People have been asking me how I made the strips I used in earlier posts to illustrate the effects the proposed elimination of two Premo primaries (cobalt blue and zinc yellow) would have on color mixing. Actually, my students had made them in a cooperative group effort a couple of months earlier and I just borrowed them for the illustration (left).
The students and I had been exploring the same principles addressed in the exercise “Mixing Color Scales” in Maggie and Lindly’s book “Polymer Clay Color Inspirations”. (I did this exercise in my very first polymer clay class, taught by Maggie and Lindly.) In this case, however, we used a different method to measure out the clay.
Each student picked a different pair of Premo primaries. They rolled the clay into sheets of a uniform thickness, keeping the colors separated. Next, they used rubber stamps I had made for this activity to stamp out an equal number of squares of each color. The 2″ x 2″ stamps were marked with a grid of 64 squares. The last section of the grid was subdivided into even smaller sections.
I had the students line the stamped squares in rows: one color above and the other below. After doing this a few times I realized it was helpful to leave a space between the two rows as shown in the diagram below. This made it easier to keep track of 1/2 and 1/2 point.
After the series was complete, the combinations were mixed to produce a gradient of colors from one primary to the other. I had the students cut uniform strips of gray clay and lay them out side-by-side on a tile.
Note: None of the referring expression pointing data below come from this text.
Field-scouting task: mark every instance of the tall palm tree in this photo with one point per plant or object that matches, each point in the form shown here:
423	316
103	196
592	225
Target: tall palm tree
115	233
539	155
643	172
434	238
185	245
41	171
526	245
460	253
The number of strips was equal to the number of participating students.
Starting at one end of the gradient, the students punched out dots of each color and pressed them onto the strips starting with one pure primary and ending with the other.
The colored dot representing the 1/2 and 1/2 mixture was marked with an x (where the black dot is on the image to the right) to identify it. (In Maggie’s version of the exercise the 1/2 and 1/2 circle is larger than the others.) The tiles with strips on them were fired and the students traded strips until everyone had a strip representing each color combination. The back sides of the strips were labeled with the names of the two primaries used in the mixtures.
The strips were punched at the top end, allowing them to be threaded onto a key chain. I called the results “color keys” because they were similar to keys on a key chain and could be carried in one’s pocket. Also, they were “keys” to mixing different colors.
The color “recipes” can be read starting from the 1/2 and 1/2 mixture, just by remembering the pattern used to mix them (Figure A). (The “minor” color decreases by half with each step towards the ends.) Get together with a group of friends and do this – you’ll wind up with more than 100 color recipes you can carry in your pocket!